Dr. Narasimhan has received numerous prestigious national and international awards from several institutions and organizations globally including the American Psychiatric Association, National Alliance on Mental Illness, Mental Health America, Yale University, American Foundation of Suicide Prevention, American Association of Physicians of Indian Origin, the Indo American Psychiatric Association, South Carolina Department of Mental Health, Uof SC-School of Medicine and Prisma Health. In 2014 she received the “Hind Rattan Award”, “Jewel of India” an Indian diaspora award for outstanding global health contributions. She has championed technology driven healthcare initiatives to improve access and affordability and these programs have been awarded the “Psychiatric Services Achievement Award” from the American Psychiatric Association and Harvard Ash Bright Ideas award. She was honored with the South Carolina Community Innovator Award for Telehealth at the SC Telehealth Summit in 2017 and the C3 award for Care, Compassion and Collaboration from Prisma Health in 2019.

Prof. Bryant Walker Smith

Bryant Walker Smith is an associate professor in the School of Law and (by courtesy) the School of Engineering at the University of South Carolina. He is also an affiliate scholar at the Center for Internet and Society at Stanford Law School and co-director of the University of Michigan Project on Law and Mobility. He previously led the Emerging Technology Law Committee of the Transportation Research Board of the National Academies and served on the US Department of Transportation's Advisory Committee on Automation in Transportation.

Trained as a lawyer and an engineer, Bryant advises cities, states, countries, and the United Nations on emerging transport technologies. He coauthored the globally influential levels of driving automation, drafted the leading model law for automated driving in the United States, and taught the first legal courses dedicated to automated driving (in 2012), hyperloops, and flying taxis. His students have developed best practices for regulating scooters, and he is writing on what it means to be a trustworthy company. His publications are available at newlypossible.org.

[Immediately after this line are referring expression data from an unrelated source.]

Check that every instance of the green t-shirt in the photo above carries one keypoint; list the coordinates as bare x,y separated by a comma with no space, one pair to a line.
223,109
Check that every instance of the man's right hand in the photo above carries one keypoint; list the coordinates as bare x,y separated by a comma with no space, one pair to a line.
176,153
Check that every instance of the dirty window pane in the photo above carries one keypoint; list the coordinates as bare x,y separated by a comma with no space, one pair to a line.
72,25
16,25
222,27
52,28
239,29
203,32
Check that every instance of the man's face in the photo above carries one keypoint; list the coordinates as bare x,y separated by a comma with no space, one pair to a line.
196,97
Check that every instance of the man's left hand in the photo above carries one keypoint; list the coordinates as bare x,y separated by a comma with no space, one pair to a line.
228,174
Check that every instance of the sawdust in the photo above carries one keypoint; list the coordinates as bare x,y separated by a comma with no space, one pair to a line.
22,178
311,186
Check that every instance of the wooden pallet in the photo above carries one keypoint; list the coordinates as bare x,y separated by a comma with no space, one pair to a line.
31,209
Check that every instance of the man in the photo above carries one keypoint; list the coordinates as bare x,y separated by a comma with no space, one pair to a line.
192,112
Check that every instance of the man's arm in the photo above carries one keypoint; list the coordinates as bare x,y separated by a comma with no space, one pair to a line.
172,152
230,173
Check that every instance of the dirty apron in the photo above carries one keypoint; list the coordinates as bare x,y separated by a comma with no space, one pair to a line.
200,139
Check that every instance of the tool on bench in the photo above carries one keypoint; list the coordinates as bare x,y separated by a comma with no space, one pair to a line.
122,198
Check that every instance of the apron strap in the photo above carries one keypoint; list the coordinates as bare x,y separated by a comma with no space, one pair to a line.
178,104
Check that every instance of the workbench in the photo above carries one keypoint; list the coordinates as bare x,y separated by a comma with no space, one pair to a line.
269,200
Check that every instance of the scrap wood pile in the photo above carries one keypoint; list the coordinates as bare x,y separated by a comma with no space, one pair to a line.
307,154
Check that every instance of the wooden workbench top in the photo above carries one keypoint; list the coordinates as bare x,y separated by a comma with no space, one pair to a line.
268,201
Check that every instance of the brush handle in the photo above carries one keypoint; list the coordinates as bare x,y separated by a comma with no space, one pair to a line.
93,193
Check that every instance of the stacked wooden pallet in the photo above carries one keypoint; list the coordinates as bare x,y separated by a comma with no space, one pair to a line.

Before joining the University of South Carolina, Bryant led the legal aspects of automated driving program at Stanford University, clerked for the Hon. Evan J. Wallach at the United States Court of International Trade, and worked as a fellow at the European Bank for Reconstruction and Development. He holds both an LL.M. in International Legal Studies and a J.D. (cum laude) from New York University School of Law and a B.S. in civil engineering from the University of Wisconsin. Prior to his legal career, Bryant worked as a transportation engineer.

Amit Sheth

Professor Sheth's current interests include Artificial Intelligence (esp. knowledge graphs, NLP, deep learning, knowledge-enhanced learning, conversational AI- especially chatbots for health and education), Semantic Web, Physical/IoT-Cyber-Social-Clinical Big Data, Augmented Personalized Health, AI and Big Data applications (in health and life sciences, social good, disaster management, etc.).

Biplav Srivastava (moderator)

Biplav Srivastava is a Professor at the Artificial Intelligence Institute, University of South Carolina and is also a Leshner Fellow for 2020-2021.